## Calculating Audio Durations and Updating CSV

This Jupyter Notebook calculates the durations of audio files and updates a CSV file. The CSV file, named `audio_annotations.csv`, is expected to have information about audio files, including paths.

1. **Read the CSV File**: The code reads the input CSV file, which is assumed to be structured with columns for paths and other attributes.

2. **Sort by Path**: The audio files are sorted by their paths to group identical audio files together for efficient duration calculations.

3. **Calculate Durations**: It iterates through the sorted DataFrame and calculates the duration for each audio file using the `pydub` library.

4. **Update the DataFrame**: The code updates the DataFrame with the calculated audio durations. If an audio file shares a path with a previous one, it reuses the previously calculated duration to save computation time.

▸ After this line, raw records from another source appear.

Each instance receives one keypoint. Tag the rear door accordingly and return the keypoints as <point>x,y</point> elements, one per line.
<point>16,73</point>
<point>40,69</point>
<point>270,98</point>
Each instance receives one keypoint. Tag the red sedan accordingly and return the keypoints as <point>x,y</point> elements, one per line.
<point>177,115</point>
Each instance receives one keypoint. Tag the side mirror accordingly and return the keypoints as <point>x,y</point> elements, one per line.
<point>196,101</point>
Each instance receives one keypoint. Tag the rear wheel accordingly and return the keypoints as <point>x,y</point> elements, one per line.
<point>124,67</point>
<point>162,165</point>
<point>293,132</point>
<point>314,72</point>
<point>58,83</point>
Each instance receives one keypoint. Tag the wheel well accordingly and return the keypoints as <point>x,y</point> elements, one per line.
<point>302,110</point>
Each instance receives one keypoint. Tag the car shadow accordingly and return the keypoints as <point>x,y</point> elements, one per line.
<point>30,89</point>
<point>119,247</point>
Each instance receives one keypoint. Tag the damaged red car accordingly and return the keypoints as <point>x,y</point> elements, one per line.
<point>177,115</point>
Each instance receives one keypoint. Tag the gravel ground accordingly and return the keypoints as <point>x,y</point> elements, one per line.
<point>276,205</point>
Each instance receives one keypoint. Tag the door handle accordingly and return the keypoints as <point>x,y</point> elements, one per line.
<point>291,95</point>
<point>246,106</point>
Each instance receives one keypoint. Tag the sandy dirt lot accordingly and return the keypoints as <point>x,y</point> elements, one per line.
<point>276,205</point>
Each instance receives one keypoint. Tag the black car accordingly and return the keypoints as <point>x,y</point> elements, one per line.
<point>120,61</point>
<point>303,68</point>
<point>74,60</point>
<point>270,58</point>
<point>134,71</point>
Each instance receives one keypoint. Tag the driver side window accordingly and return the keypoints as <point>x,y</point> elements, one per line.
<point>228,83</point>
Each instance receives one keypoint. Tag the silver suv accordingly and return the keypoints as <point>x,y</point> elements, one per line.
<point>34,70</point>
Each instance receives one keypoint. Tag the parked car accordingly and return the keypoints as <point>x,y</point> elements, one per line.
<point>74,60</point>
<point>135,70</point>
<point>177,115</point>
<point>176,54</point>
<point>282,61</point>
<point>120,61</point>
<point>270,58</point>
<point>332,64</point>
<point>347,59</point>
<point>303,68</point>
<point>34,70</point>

5. **Rearrange Columns**: The columns are rearranged to place the new 'audio_duration' column next to the 'time' column.

6. **Save to New CSV**: The updated DataFrame is saved as a new CSV file.


In [1]:
import pandas as pd
from pydub import AudioSegment



In [2]:
ROOT_PATH = "../"

DATASET_FOLDER = ROOT_PATH + "Dataset/"

# Load the CSV file
input_file = ROOT_PATH + "Data/Annotations/" + "audio_annotations.csv"
df = pd.read_csv(input_file)

# Path to the folder where you want to save the CSV files
output_file = input_file

In [3]:
# Leer el archivo CSV
df = pd.read_csv(input_file)

# Sort the DataFrame by 'path'
df = df.sort_values(by='path')

# Create a new column to store the audio duration in HH:MM:SS format
df['audio_duration'] = ""

# Initialize variables to track the previous path and its audio duration
prev_path = ""
prev_duration = None

# Iterate through the sorted DataFrame and calculate the duration of each audio
for index, row in df.iterrows():
    path = row['path']
    if path != prev_path:
        # This is a new audio file, calculate its duration
        audio = AudioSegment.from_file(DATASET_FOLDER + path, format="wav")
        duration_seconds = len(audio) / 1000  # Convert to seconds
        duration_time = pd.to_datetime(duration_seconds, unit='s').strftime('%H:%M:%S')
        df.at[index, 'audio_duration'] = duration_time
        prev_duration = duration_time
    else:
        # This audio file has the same path as the previous one, use the previous duration
        df.at[index, 'audio_duration'] = prev_duration

    prev_path = path

# Rearrange the columns to place 'audio_duration' after 'time'
columns = ['path', 'recorder', 'date', 'time', 'audio_duration', 'start_time', 'end_time', 'specie']
df = df[columns]

# Save the updated DataFrame to a new CSV file
df.to_csv(output_file, index=False)